Lightning strike.
On Tuesday, 6 April 2021 at 14:35:36 UTC+1, Dave Plowman (News) wrote:
In article ,
Martin Brown wrote:
On 05/04/2021 16:15, Dave Plowman (News) wrote:
On another group, I heard about a lightning strike to a house, via the
TV aerial. Aerial went to a DA. Seemed it burnt out all the house
wiring and every appliance in it. Requiring the owners to move out for
months while it was all sorted. Seems it also travelled to other
houses in the street too via the mains and caused much damage there
too. Was rather surprised to read this. I've seen a TV destroyed - but
not so much extra damage.
It seems quite unlikely. Our VH has taken the odd hit and whilst it
takes out the mains for a while the emergency lights survive OK.
A building I was in at work took a big direct hit that found its way
into the internal telephone network deafening the lady on the
switchboard who was unconsolable afterwards (as in it took about a day
to recover her hearing) .
Vapourised the phone cabling in the trunking leaving nasty black marks
on the wall. We felt very aggrieved that the strike hit our apex rather
than the much higher supergrid pylon 100m away. Capricious stuff is
lightning. It was one of those big industrial sheds with a metal roof.
Induced currents blew out some of the more delicate parts of the
mainframe interface boards whilst the surge suppressors saved themselves
by allowing other more delicate (ie. expensive) components to fry.
Once the damage was assessed we were back on mains power fairly quickly.
Emergency diesel generator cut in for critical systems as the mains went
down. Smelly noisy thing but at least it worked on the day! Internal
phone system was down for most of a week - complete rewire needed.
I have had modems killed by close lightning strikes but that is about
it. You can't rule it out but it must be very unlikely. Most times the
UPS or emergency backup power maintains full operation.
You would have to be very unlucky for it to damage mains wiring but if
it does then the huge currents involved can be very destructive.
Yes - I can readily see all that happening. But the story teller was very
definite about it being a TV aerial strike. And that being on a DA. Which
then jumped into the mains and destroyed all of that. And in a couple of
neighbouring houses too.
I'd have expected a major strike to have cause a fire, or structural
damage first.
--
*I'm not as think as you drunk I am.
Dave Plowman London SW
To e-mail, change noise into sound.
The thing is how do you know which direction it went to and from.

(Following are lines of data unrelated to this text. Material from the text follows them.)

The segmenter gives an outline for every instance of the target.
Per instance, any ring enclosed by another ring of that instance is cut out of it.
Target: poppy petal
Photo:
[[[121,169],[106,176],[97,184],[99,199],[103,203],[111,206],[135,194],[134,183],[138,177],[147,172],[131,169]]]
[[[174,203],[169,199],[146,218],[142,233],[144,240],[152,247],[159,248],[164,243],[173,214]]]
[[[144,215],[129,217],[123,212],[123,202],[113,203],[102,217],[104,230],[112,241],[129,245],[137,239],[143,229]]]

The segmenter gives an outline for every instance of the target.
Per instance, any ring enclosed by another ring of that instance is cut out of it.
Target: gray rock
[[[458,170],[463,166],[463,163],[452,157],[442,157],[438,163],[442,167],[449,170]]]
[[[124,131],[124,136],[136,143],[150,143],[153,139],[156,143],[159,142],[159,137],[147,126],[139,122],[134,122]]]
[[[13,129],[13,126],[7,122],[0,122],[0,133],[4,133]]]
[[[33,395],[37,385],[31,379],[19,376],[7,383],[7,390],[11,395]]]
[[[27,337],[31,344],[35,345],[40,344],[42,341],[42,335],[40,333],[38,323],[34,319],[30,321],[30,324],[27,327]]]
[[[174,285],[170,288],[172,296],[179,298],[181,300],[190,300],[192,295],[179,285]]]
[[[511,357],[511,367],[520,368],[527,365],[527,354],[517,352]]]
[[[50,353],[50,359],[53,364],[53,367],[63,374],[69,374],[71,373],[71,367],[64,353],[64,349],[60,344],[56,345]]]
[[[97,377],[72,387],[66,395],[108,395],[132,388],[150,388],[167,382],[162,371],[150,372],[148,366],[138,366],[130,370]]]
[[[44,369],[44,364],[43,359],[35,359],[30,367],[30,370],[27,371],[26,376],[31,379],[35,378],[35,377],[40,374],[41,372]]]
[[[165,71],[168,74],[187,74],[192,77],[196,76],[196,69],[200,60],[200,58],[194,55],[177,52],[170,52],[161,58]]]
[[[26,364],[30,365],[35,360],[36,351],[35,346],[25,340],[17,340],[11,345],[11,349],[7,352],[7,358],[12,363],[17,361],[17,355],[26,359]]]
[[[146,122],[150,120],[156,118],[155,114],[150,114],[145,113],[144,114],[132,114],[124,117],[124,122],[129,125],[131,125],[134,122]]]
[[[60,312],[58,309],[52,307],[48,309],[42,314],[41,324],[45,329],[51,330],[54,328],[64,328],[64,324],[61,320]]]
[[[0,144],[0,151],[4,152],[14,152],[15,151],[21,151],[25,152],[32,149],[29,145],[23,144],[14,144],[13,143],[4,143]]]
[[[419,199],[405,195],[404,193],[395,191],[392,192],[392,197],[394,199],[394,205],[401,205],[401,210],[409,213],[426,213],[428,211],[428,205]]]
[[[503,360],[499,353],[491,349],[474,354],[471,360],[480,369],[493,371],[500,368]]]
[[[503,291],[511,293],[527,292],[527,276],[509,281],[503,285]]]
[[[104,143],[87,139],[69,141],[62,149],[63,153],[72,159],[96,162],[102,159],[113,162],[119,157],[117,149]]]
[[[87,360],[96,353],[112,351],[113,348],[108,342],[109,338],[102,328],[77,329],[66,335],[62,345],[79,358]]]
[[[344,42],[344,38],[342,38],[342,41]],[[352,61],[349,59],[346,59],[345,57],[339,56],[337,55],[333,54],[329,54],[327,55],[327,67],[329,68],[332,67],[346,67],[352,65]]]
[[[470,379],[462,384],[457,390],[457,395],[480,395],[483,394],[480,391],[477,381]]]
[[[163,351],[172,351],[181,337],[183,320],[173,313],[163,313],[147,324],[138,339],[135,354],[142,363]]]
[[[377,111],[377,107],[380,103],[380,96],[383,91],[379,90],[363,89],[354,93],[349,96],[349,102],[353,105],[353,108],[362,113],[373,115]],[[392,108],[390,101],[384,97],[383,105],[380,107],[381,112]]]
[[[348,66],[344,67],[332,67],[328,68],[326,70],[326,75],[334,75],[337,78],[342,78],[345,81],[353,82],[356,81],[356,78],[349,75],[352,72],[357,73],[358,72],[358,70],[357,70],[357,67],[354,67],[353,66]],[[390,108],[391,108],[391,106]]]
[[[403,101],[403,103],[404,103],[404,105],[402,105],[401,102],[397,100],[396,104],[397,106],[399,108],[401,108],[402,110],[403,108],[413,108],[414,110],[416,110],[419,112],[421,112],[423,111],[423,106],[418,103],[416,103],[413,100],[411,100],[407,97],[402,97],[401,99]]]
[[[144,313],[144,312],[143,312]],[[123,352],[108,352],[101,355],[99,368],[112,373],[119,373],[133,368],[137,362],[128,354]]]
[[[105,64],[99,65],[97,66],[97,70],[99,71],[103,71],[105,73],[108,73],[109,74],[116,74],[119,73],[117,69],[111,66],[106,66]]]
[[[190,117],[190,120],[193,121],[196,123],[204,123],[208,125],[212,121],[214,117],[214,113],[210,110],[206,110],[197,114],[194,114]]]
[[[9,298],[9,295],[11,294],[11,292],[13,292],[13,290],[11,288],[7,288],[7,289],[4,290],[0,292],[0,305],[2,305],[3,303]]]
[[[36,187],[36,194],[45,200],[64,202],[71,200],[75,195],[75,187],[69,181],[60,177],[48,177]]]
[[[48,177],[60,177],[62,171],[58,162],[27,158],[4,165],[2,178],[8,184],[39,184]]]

The aerial lead was damaged the lead blew out of the back of the TV.
The aerial cable seemd OK but teh screen seemed chard and a bit brittle but still worked.
The fuse in a mains plug vapourised, the HDMI lead to the DVD player
'soldered' itself to the curcuit board.
But no one saw the TV aerial get hit, but it was reproted that someone saw lighting hit
the virgin media box in the street, I heard the crack of lightening which was about 1/2 mile away.
I remmeber it because it didn't make the same sound as I normally hear from thinder/lightning.
Don;t forget that loightning can be postive or negative.